3) If some distortion or "warmth" is what you are after, perhaps a Waves rig might be a good investment? It would add a lot of useful tools such as having dynamic EQ and Dessers available on each channel, (I have found the X32/M32 Desser doesn't do too much); both the NLS and Scheps Omni Channel plugs offer some nice saturation options. Personally for mixing live, I often prefer saturation to be on the source or group side, rather than the outputs. On some sources or groups it gives things the tonality I am after, but rarely do I want that across the whole mix (talking heads? Video playback? iTunes? etc etc etc), unless it is extremely subtle;
but if it is extremely subtle it probably is not the best use of funds.

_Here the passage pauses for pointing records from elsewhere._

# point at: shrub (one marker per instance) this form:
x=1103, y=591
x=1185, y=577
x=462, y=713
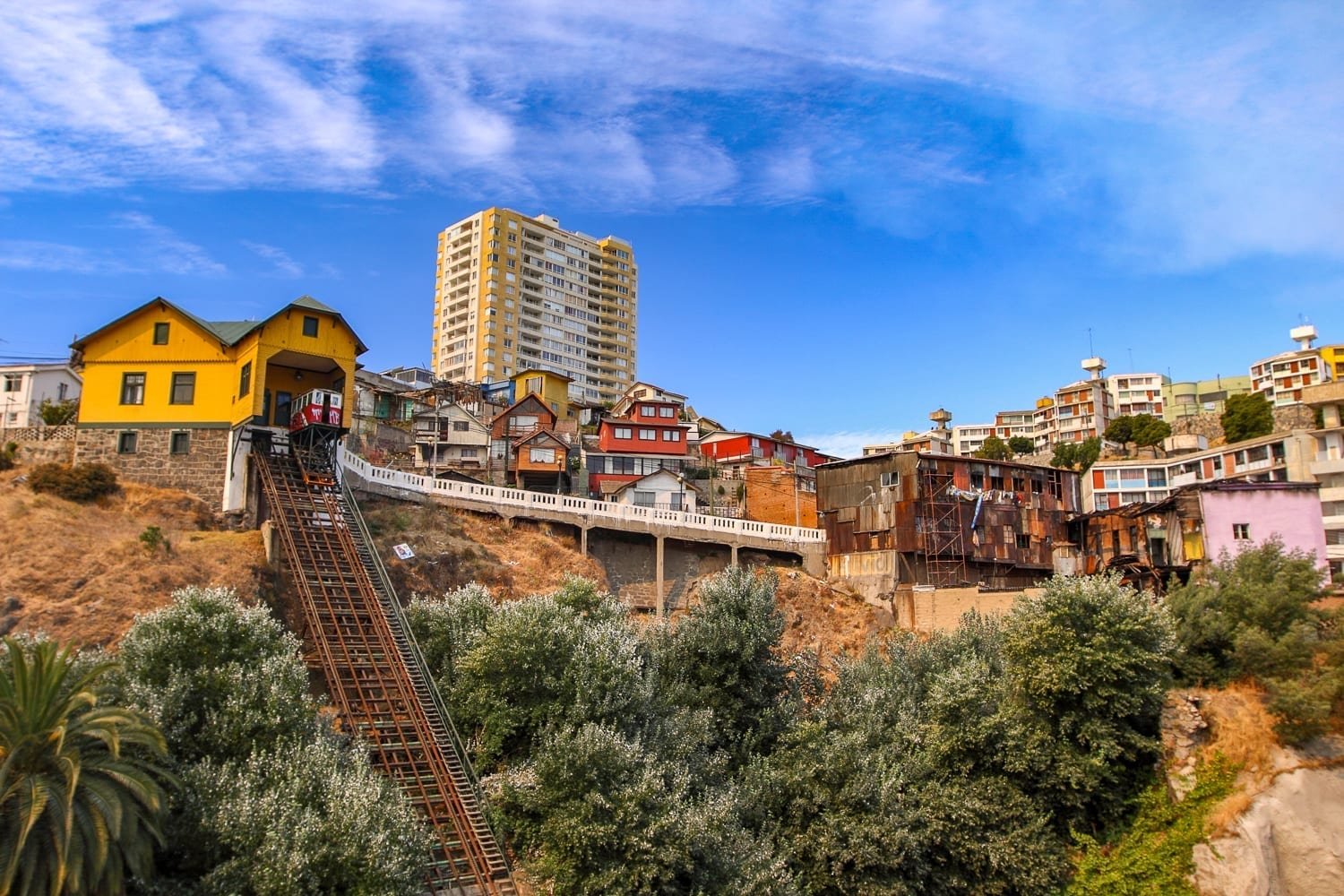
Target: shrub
x=303, y=818
x=83, y=482
x=1303, y=705
x=1249, y=616
x=153, y=538
x=222, y=680
x=1153, y=856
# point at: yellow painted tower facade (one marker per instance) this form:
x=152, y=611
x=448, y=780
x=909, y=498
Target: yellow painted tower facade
x=513, y=293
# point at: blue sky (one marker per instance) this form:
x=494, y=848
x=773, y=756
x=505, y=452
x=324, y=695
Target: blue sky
x=846, y=214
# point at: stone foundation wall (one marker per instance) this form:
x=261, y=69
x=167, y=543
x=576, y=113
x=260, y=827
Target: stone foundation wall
x=199, y=471
x=53, y=452
x=929, y=610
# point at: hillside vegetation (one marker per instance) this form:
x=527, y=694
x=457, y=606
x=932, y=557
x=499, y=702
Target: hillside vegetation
x=80, y=573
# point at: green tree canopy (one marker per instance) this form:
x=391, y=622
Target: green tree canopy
x=1120, y=430
x=995, y=449
x=81, y=778
x=306, y=817
x=1089, y=661
x=1075, y=455
x=1249, y=616
x=274, y=802
x=58, y=413
x=1247, y=417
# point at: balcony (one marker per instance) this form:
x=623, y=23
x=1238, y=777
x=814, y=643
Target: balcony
x=1327, y=466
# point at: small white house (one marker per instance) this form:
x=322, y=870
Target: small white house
x=661, y=489
x=24, y=386
x=449, y=437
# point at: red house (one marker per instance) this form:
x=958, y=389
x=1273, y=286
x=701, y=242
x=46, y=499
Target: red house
x=738, y=450
x=648, y=438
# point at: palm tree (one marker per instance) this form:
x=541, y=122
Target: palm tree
x=81, y=791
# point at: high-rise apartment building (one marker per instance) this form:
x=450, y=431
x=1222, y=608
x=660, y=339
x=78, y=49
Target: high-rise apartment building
x=515, y=293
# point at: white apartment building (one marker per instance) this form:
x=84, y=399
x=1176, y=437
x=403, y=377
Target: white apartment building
x=1077, y=411
x=1134, y=394
x=24, y=386
x=969, y=438
x=1282, y=378
x=1328, y=469
x=516, y=293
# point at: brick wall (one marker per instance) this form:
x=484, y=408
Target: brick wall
x=199, y=471
x=771, y=498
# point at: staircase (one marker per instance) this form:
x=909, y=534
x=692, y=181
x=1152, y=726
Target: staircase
x=355, y=634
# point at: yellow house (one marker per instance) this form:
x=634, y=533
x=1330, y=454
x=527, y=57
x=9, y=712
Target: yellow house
x=551, y=387
x=168, y=397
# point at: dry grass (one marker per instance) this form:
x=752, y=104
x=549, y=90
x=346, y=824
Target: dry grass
x=535, y=556
x=823, y=619
x=456, y=547
x=82, y=573
x=1242, y=729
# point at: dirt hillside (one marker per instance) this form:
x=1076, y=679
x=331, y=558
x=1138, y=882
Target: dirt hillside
x=80, y=571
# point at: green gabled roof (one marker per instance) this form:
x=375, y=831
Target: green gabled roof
x=230, y=332
x=309, y=303
x=314, y=306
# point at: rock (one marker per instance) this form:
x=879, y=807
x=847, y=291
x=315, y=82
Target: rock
x=1289, y=842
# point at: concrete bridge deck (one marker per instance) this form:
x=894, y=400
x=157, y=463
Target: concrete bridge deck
x=585, y=514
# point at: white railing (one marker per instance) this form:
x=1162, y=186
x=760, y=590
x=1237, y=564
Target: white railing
x=542, y=500
x=65, y=432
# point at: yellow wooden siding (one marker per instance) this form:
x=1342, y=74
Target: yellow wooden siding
x=128, y=349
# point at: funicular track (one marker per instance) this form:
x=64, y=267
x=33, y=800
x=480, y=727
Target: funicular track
x=355, y=633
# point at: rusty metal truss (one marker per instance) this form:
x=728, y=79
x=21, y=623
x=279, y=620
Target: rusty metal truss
x=355, y=634
x=945, y=543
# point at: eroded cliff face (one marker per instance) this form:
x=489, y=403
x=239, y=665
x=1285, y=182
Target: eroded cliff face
x=1288, y=842
x=1281, y=831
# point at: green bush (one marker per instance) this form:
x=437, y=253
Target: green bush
x=153, y=538
x=1303, y=705
x=1089, y=664
x=222, y=680
x=83, y=482
x=303, y=818
x=1153, y=856
x=1249, y=616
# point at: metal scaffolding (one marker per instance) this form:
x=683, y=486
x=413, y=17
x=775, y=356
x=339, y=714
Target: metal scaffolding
x=943, y=540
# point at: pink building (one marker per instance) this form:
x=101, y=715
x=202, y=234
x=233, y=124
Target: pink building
x=1246, y=513
x=1196, y=524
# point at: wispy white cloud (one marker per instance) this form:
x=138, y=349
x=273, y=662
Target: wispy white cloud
x=847, y=444
x=1204, y=136
x=285, y=266
x=151, y=249
x=35, y=255
x=164, y=250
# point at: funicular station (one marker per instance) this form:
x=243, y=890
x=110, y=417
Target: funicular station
x=249, y=416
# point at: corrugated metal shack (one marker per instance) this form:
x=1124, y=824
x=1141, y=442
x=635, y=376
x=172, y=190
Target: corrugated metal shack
x=946, y=520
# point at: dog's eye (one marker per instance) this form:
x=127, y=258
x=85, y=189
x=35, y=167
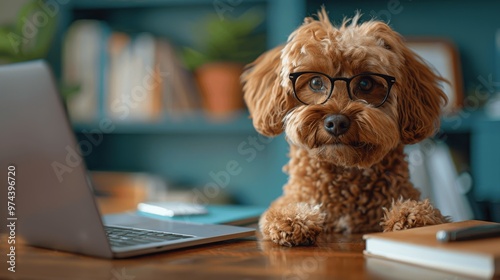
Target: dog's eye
x=365, y=84
x=316, y=84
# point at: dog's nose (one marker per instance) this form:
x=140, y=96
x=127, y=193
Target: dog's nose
x=337, y=124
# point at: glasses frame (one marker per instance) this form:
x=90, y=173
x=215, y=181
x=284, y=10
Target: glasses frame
x=389, y=79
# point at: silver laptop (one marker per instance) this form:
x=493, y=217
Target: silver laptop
x=50, y=201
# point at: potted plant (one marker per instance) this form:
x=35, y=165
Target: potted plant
x=30, y=36
x=224, y=46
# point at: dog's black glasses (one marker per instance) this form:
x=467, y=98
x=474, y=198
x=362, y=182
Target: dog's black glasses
x=311, y=88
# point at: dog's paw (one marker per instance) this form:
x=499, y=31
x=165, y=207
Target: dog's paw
x=294, y=225
x=410, y=214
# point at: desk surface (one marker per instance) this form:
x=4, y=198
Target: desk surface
x=338, y=257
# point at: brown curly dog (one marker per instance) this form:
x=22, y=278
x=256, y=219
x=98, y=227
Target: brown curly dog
x=348, y=99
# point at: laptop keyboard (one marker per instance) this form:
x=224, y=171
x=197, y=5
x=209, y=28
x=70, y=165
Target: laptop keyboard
x=123, y=237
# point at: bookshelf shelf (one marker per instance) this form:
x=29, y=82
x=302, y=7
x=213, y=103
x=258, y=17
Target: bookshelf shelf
x=114, y=4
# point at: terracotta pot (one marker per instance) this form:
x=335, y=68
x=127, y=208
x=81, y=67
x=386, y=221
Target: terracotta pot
x=220, y=87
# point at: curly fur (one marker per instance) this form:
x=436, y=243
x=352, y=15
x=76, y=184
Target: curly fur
x=358, y=181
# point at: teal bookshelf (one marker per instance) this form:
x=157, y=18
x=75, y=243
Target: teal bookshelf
x=185, y=151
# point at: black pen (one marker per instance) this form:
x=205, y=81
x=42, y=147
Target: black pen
x=470, y=233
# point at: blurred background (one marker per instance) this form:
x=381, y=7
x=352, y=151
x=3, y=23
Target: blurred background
x=141, y=81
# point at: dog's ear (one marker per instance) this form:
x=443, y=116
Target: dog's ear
x=264, y=95
x=419, y=95
x=420, y=100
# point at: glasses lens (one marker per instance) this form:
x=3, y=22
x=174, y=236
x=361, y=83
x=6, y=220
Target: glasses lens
x=312, y=88
x=371, y=89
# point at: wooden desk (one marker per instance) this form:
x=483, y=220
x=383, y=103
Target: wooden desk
x=340, y=257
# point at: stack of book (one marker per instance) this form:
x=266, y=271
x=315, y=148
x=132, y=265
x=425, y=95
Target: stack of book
x=124, y=77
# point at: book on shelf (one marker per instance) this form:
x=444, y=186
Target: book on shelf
x=419, y=246
x=127, y=78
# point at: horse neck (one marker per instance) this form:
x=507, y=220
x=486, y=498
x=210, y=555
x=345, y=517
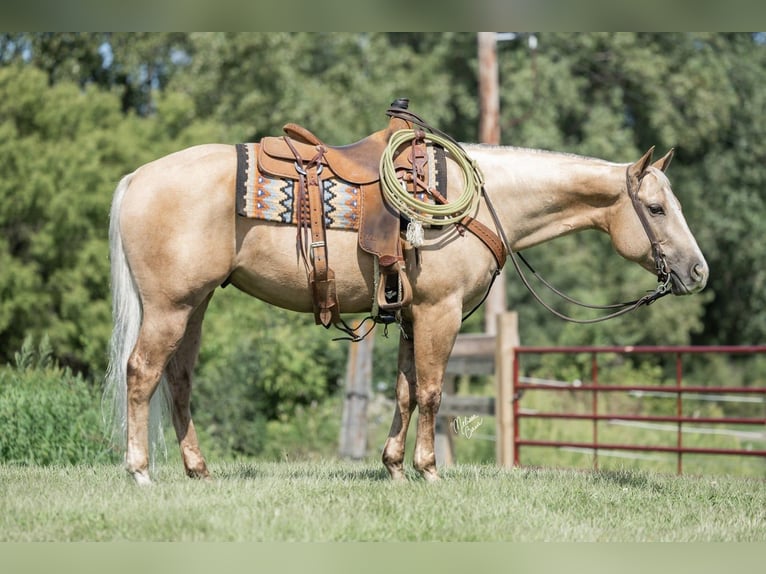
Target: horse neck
x=542, y=195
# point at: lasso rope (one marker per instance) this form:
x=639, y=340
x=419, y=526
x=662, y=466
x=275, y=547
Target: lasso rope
x=421, y=211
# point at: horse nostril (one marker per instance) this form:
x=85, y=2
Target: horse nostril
x=698, y=272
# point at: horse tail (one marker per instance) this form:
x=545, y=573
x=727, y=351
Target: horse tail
x=127, y=314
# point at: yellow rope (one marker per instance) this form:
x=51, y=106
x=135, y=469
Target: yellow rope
x=421, y=211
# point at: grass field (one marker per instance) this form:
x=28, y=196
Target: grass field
x=344, y=501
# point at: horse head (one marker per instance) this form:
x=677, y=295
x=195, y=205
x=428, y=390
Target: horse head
x=649, y=228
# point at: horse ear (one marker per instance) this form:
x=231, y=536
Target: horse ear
x=637, y=169
x=663, y=163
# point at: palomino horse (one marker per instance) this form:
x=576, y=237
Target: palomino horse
x=175, y=238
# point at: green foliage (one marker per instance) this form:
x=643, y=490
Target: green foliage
x=260, y=364
x=48, y=416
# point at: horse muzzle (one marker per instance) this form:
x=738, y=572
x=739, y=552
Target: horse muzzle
x=691, y=282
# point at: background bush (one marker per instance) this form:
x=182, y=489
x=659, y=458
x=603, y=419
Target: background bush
x=48, y=415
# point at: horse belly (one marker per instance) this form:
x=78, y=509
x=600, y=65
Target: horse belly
x=269, y=267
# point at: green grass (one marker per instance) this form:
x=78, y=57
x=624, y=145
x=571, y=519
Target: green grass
x=344, y=501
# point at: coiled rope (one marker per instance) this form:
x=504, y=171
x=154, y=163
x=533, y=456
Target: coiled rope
x=408, y=204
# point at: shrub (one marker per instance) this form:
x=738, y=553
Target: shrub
x=48, y=415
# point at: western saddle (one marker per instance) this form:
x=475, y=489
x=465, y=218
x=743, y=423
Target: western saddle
x=301, y=156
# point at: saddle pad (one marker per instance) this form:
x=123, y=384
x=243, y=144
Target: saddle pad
x=272, y=198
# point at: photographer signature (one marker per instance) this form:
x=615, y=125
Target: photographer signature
x=467, y=425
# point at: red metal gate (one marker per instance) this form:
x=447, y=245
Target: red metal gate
x=679, y=390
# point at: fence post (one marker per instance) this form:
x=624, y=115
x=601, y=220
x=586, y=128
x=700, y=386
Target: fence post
x=353, y=430
x=506, y=340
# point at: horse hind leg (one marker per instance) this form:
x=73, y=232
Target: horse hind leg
x=179, y=374
x=159, y=336
x=393, y=451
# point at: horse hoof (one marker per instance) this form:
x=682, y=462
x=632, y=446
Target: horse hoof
x=431, y=476
x=141, y=478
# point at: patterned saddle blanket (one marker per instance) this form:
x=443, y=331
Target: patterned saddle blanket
x=270, y=197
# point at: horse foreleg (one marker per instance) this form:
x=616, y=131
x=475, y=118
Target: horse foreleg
x=393, y=451
x=158, y=339
x=435, y=332
x=179, y=372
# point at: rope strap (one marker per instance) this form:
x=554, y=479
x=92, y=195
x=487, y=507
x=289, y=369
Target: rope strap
x=416, y=210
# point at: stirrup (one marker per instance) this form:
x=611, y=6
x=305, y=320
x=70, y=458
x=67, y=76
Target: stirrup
x=393, y=294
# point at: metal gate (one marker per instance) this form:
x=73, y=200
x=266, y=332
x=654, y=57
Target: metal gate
x=678, y=392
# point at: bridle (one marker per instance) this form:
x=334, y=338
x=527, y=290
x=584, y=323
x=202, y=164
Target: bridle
x=662, y=268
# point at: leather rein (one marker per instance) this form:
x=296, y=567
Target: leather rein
x=662, y=268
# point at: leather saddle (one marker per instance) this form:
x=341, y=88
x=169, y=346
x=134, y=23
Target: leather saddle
x=301, y=155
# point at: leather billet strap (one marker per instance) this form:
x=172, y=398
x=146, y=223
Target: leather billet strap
x=311, y=219
x=488, y=237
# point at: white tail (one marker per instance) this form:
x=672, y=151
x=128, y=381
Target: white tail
x=126, y=316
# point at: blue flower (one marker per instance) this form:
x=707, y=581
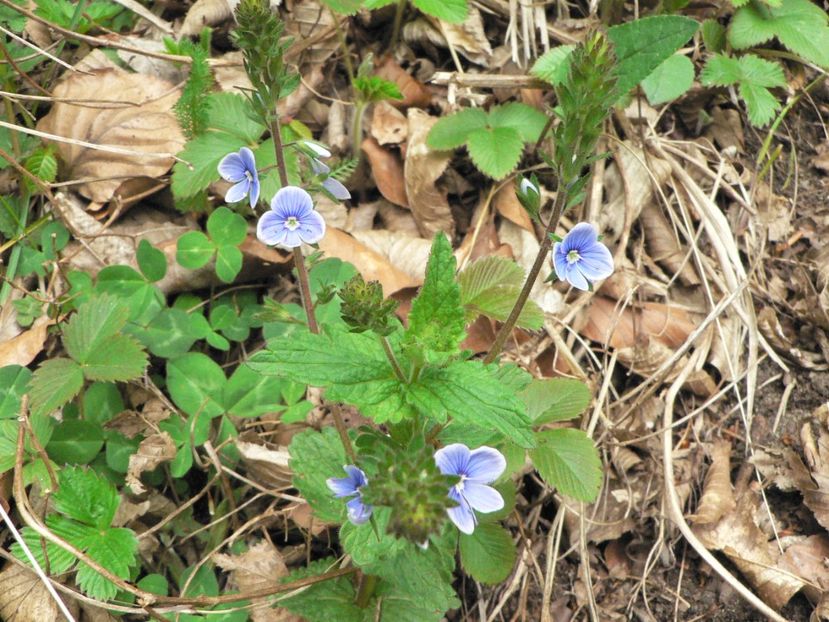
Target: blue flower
x=580, y=258
x=476, y=468
x=291, y=220
x=358, y=512
x=240, y=169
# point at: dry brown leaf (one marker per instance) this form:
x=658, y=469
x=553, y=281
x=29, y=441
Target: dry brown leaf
x=422, y=169
x=148, y=127
x=387, y=171
x=414, y=92
x=260, y=567
x=388, y=125
x=24, y=598
x=373, y=266
x=152, y=451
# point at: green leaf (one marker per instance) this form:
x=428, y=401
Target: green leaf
x=194, y=250
x=75, y=442
x=670, y=80
x=642, y=45
x=800, y=25
x=526, y=120
x=496, y=151
x=436, y=321
x=228, y=263
x=452, y=11
x=13, y=382
x=226, y=228
x=453, y=131
x=151, y=261
x=487, y=554
x=316, y=456
x=196, y=383
x=54, y=383
x=553, y=65
x=555, y=399
x=567, y=459
x=490, y=286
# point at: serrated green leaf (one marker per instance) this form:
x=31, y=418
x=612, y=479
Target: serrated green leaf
x=800, y=25
x=553, y=65
x=151, y=261
x=488, y=553
x=670, y=80
x=555, y=399
x=568, y=460
x=526, y=120
x=228, y=263
x=194, y=250
x=196, y=384
x=54, y=383
x=75, y=442
x=642, y=45
x=315, y=457
x=226, y=228
x=496, y=151
x=451, y=132
x=436, y=320
x=452, y=11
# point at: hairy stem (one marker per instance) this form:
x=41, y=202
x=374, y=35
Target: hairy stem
x=546, y=243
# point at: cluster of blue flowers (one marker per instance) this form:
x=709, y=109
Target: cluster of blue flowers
x=476, y=469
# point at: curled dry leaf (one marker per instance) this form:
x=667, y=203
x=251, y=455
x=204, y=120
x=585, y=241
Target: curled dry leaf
x=144, y=129
x=422, y=169
x=372, y=265
x=387, y=171
x=152, y=451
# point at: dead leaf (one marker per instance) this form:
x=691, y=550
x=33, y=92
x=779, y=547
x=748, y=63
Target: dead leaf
x=373, y=266
x=422, y=169
x=387, y=171
x=144, y=130
x=24, y=598
x=388, y=125
x=152, y=451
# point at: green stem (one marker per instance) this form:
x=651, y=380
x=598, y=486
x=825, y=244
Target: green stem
x=546, y=243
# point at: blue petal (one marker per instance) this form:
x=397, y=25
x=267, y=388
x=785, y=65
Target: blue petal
x=292, y=201
x=271, y=229
x=337, y=189
x=358, y=512
x=311, y=227
x=482, y=498
x=237, y=192
x=485, y=465
x=582, y=236
x=232, y=168
x=452, y=459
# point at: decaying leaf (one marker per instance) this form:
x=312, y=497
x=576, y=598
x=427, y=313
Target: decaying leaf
x=144, y=131
x=422, y=169
x=152, y=451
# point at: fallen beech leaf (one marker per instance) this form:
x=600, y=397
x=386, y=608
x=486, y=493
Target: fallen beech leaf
x=145, y=128
x=388, y=125
x=152, y=451
x=373, y=266
x=414, y=92
x=388, y=172
x=422, y=169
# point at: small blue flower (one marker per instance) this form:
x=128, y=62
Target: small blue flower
x=476, y=468
x=291, y=220
x=580, y=258
x=240, y=169
x=358, y=512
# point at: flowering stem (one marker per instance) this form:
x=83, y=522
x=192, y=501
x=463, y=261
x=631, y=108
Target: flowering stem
x=546, y=243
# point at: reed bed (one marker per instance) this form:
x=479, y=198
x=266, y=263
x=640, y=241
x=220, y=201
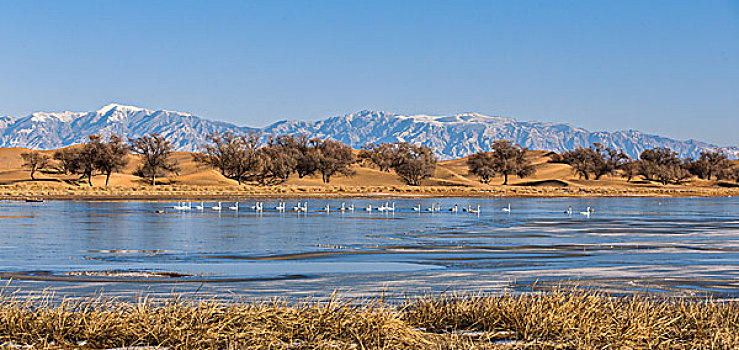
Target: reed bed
x=569, y=319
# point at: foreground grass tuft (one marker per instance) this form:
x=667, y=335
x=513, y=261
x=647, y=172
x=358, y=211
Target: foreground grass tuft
x=561, y=319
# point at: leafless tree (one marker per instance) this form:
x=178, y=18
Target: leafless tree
x=34, y=161
x=156, y=153
x=110, y=156
x=383, y=155
x=415, y=163
x=87, y=157
x=333, y=157
x=596, y=160
x=234, y=155
x=662, y=165
x=630, y=169
x=277, y=161
x=480, y=164
x=710, y=164
x=67, y=160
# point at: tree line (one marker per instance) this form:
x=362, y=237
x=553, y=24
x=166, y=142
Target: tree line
x=272, y=160
x=105, y=156
x=245, y=158
x=657, y=164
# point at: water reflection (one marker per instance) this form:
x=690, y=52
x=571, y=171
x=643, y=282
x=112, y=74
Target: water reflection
x=675, y=245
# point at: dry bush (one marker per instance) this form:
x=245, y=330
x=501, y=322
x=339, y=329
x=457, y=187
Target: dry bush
x=561, y=319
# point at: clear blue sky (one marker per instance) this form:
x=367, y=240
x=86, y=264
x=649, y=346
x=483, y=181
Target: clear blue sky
x=668, y=67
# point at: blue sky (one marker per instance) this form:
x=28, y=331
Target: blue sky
x=667, y=67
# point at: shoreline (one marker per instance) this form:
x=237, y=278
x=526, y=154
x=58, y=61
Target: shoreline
x=567, y=318
x=195, y=192
x=175, y=192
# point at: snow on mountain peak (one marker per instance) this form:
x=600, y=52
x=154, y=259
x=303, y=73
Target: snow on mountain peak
x=118, y=107
x=64, y=117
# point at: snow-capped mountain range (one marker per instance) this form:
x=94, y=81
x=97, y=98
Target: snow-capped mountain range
x=450, y=136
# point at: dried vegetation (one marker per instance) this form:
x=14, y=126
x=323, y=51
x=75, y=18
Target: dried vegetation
x=557, y=320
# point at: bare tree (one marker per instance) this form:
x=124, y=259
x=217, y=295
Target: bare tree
x=630, y=169
x=34, y=161
x=307, y=156
x=156, y=152
x=480, y=164
x=710, y=164
x=234, y=155
x=86, y=160
x=277, y=162
x=67, y=160
x=415, y=163
x=581, y=160
x=510, y=159
x=596, y=160
x=662, y=165
x=383, y=155
x=333, y=157
x=110, y=156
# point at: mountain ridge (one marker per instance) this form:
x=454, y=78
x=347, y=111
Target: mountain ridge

4) Depending on how your PA is driven this could cause issues. Many setups for example send L, R, FF, and Sub. If you put this device across the L/R you will have introduced a timing/phase problem, and now you would have tonal variance between FF vs mains, additionally you have probably moved the acoustic crossover frequency between your subs and mains. I would strongly recommend against all of that.
Things being in phase and how the systems-engineer tuned and intended it to work, almost always sounds far better than the addition of any plugin or piece of hardware. If your system DSP breaks out from L/R to your various sub systems than this could work, but if it doesn't you will be causing a headache for yourself, any visiting BE's, and whoever takes over down the road. If in doubt, you can use SMAART to create a transfer function between your PA L/Sub send, and real-time this can let you know if you have latency problem!
----
Bottom line: I feel like you could probably spend the money elsewhere on something that would make a bigger difference to your audience. Invest in some nicer mics, higher end DI's etc. I like to put my purchases through the lens of:
1: Will it make a difference to the audience and player experience
or just me?
2: When I have moved onto another gig, is someone reasonable going to love what I got? Or will they question my sanity?
I have been on both sides of that equation, I have come into some cool tools and well designed/creative setups, and learned new things from them; other times I have been royally pissed at what someone before me spent money on!
At the end of the day, there are some tools that I simply enjoy using, so I own them personally and bring them out when I want to. Not all gigs provide Neumanns, so I try to make sure I have some on me!
----
Also I know you probably already no most of this, I am just covering the bases!
---
Out of curiosity I would love to know more about your venue and rig?